At the beginning of this epoch, or thereabouts, there flourished two artists in Perugia in the same line; Ercolano Ercolanetti, and Pietro Montanini, the scholar of Ciro Ferri and of Rosa. The last was ambitious of the higher walks of art, and attempted the decoration of a church, but failed in the attempt, as his talent was restricted to landscape; and even when he added figures to these, they were not very correct, and possessed more spirit than accuracy of design. He was nevertheless a pleasing painter, and his pictures were sought after by foreigners.
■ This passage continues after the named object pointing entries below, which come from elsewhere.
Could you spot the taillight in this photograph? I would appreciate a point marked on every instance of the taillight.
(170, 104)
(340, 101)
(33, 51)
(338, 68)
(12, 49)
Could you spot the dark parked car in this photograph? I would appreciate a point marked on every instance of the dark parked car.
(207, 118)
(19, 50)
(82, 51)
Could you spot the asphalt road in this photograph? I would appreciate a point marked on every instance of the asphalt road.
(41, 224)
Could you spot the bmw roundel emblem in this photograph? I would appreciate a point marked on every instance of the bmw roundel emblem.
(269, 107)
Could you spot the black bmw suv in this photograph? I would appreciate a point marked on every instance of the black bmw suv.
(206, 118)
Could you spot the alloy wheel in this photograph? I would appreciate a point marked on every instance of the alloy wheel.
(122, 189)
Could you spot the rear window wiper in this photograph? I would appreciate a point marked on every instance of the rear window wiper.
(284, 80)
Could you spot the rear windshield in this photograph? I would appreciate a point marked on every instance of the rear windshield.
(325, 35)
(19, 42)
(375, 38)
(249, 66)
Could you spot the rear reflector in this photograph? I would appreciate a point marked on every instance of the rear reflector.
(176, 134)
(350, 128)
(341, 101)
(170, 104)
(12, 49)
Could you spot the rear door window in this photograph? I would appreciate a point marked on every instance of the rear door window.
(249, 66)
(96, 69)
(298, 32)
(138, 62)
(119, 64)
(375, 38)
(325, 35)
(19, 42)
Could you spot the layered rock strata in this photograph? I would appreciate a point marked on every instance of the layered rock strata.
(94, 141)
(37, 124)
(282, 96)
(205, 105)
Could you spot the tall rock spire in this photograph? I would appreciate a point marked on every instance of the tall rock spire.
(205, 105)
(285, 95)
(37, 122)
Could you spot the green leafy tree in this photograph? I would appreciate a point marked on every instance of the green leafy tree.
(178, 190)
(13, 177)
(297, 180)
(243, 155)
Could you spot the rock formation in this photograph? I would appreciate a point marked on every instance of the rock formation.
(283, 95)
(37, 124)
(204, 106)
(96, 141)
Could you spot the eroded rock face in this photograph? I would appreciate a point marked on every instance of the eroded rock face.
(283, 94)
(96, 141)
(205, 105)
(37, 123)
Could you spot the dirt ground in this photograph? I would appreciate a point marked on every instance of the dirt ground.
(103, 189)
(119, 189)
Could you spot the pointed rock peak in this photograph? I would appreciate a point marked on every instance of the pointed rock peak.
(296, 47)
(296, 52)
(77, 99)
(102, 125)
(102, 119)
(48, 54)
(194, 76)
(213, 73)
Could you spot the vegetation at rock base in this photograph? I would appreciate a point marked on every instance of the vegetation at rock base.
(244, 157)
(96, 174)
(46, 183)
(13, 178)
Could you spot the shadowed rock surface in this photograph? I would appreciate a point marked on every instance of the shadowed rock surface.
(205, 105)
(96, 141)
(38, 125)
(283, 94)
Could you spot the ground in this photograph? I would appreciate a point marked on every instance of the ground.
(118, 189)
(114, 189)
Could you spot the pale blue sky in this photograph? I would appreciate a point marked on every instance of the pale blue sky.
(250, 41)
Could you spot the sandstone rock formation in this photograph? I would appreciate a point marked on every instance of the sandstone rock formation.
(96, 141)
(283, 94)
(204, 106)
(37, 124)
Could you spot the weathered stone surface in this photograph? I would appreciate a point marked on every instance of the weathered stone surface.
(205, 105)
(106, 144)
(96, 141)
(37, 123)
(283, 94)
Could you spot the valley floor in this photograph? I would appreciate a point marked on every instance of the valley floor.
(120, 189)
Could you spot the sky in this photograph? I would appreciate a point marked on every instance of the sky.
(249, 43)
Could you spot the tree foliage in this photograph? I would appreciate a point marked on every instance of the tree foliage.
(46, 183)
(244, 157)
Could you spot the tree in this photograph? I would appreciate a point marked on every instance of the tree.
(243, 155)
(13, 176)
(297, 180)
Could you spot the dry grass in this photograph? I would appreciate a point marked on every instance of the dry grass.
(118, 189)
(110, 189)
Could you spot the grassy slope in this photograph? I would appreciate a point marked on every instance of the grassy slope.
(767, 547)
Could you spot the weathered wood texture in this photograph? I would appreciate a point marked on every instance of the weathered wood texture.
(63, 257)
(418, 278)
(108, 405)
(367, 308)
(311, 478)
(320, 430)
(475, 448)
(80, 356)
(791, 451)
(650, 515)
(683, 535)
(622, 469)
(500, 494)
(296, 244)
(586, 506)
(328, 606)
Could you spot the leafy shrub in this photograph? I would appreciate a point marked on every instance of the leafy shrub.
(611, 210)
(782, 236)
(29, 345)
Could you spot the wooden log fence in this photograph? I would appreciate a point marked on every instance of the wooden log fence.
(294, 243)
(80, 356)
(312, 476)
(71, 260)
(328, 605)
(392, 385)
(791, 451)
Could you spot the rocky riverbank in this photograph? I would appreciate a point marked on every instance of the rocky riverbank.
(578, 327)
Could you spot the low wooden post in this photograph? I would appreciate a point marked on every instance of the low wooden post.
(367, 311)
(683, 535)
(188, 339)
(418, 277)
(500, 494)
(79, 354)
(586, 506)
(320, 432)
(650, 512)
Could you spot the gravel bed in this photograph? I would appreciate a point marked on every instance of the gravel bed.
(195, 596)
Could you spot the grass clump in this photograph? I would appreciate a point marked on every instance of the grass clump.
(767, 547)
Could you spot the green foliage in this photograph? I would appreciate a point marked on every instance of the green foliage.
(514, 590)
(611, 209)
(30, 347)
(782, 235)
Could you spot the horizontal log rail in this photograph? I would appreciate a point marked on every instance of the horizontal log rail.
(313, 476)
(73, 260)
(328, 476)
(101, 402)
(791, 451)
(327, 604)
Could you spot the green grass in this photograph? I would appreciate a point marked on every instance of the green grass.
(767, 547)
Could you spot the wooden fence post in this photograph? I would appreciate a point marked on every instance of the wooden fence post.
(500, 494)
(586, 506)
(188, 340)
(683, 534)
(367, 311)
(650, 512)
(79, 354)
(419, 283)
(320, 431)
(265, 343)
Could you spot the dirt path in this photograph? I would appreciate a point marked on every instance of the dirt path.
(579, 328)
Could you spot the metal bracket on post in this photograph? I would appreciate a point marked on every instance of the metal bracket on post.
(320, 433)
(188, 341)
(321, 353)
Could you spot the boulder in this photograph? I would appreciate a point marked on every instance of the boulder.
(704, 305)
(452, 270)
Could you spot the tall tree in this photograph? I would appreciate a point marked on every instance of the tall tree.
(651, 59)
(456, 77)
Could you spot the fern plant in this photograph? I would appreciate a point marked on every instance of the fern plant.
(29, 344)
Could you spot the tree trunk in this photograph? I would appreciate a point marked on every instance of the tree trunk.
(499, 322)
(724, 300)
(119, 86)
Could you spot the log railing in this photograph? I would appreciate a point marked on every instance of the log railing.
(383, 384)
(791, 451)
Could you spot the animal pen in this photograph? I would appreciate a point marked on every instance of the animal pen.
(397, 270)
In Perugia there is an abundance of his works, and some are to be seen in the sacristy of the Eremitani, which might be said to discover a Flemish style.
Alessio de Marchis, a Neapolitan, is not much known in Rome, although in the Ruspoli and Albani palaces, some pleasing pieces by him are pointed out. He is better known in Perugia and Urbino, and the adjacent cities.
It is said that, in order to obtain a study for a picture from nature, he set fire to a barn. For this act he was condemned to the galleys for several years, and was liberated under the pontificate of Clement XI.
whose palace in Urbino he decorated with architectural ornaments, distant views, and beautiful seapieces, more in the style of Rosa than any other artist. There is an extraordinarily fine picture by him of the Burning of Troy, in the collection of the Semp.r.o.ni family, and some landscapes in other houses in Urbino, in which he has displayed all his genius, and extended it also to figures. But in general there is little more to praise in him than his spirit, his happy touch, and natural colouring, particularly in fires, and the loaded and murky air, and the general tone of the piece, as the detached parts are negligent and imperfect. He left a son, also a landscape painter, but not of much celebrity.